Dis moi ce que tu manges…

…et je te dirai qui tu es. Dans nos sociétés occidentales, alors que nous avons la chance de subvenir à nos besoins, nous avons la fâcheuse tendance à ne pas en avoir conscience, nous oublions toute l’importance du fait même de se nourrir comme processus vital, en sublimant l’aspect hédoniste de la nourriture. Prendre du plaisir à se ravitailler n’a rien de mauvais en soi, mais c’est la nature altérée de celui-ci qui est dérangeante. Considérer des plaisirs comme des biens en soi est différent de considérer des biens et les plaisirs qui y sont liés. Nous pouvons apprécier un repas, mais nous devons apprécier le fait même de manger. Nous ne devons pas oublier que la vie, le mouvement est énergie. Nos corps sont des générateurs chimiques tournant aux dérivés de photons, délivrés par la lumière du Soleil et assimilés par le règne végétal. Le cycle de la vie est le cycle de l’alimentation, de l’échange d’énergie, de la co-dépendance des êtres qui nous place dans un ensemble vivant, la biosphère. Nos gesticulations périphériques quotidiennes ne sont que des fioritures qui embellissent ce que chacun cherche avant toute chose : continuer à vivre. Et si nous acceptons certaines choses pénibles qui peuvent être le travail pour certains, les multiples contraintes de la société pour d’autres, c’est parce que nous devons tous nous nourrir et nous dépendons plus ou moins tous des uns et des autres pour ça. C’est pour manger que l’homme s’est sédentarisé, si il s’est installé près de l’eau c’est notamment car l’eau permet à la vie, aux plantes de pousser, et aux animaux de les manger.

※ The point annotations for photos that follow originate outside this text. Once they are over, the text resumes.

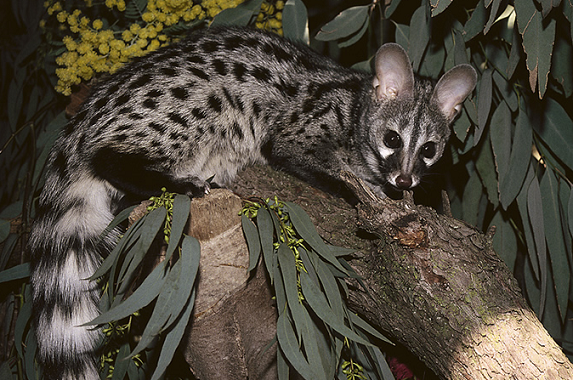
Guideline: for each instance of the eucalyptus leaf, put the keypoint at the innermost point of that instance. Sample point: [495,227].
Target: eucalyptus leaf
[252,238]
[511,183]
[500,135]
[485,93]
[419,36]
[345,24]
[535,212]
[290,347]
[556,130]
[438,6]
[307,231]
[147,292]
[241,15]
[17,272]
[555,239]
[172,340]
[295,21]
[319,305]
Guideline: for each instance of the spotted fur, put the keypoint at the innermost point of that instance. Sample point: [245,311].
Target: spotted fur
[204,108]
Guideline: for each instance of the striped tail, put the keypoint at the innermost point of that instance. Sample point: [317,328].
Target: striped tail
[66,249]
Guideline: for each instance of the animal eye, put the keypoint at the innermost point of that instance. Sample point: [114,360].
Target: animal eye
[392,140]
[428,150]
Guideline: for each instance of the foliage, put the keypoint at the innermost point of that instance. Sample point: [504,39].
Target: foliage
[315,330]
[511,158]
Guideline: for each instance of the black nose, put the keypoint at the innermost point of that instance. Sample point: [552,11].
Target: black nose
[404,181]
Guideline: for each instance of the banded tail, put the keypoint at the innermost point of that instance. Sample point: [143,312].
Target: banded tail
[66,249]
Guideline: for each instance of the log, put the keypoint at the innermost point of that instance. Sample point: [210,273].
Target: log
[432,283]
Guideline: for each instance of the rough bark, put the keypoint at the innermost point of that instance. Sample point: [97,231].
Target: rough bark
[433,283]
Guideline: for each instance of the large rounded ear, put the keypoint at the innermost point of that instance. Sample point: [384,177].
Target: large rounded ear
[453,88]
[394,75]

Tous nos actes ont des conséquences, si celui de manger est le plus banal, le plus vulgaire, le plus commun, le plus nécessaire, cela n’en fait pas pour autant un acte innocent. Le monde dans lequel nous vivons, la société de production à laquelle nous appartenons reposent sur nos habitudes de consommation. Aujourd’hui plus que jamais, manger est non seulement un acte économique, politique mais aussi éthique et quelque peu philosophique. Manger implique des choix de produits, qui favorisent ou non des types de productions, de distribution, des modèles économiques et leurs structures commerciales et sociétales s’y rapportant. Car manger c’est acheter des denrées alimentaires et donc financer le modèle que l’on souhaite soutenir. C’est par conséquent un acte écologique quand on sait que les transports, l’agriculture, une partie de l’industrie et des services en dépendent directement. Manger est enfin un acte éthique quand il exclut certains aliments pour des raisons diverses, des conditions de travail, d’exploitation ou fondamentalement dans la prise de position morale contre la domination animale dans le cas du végétalisme.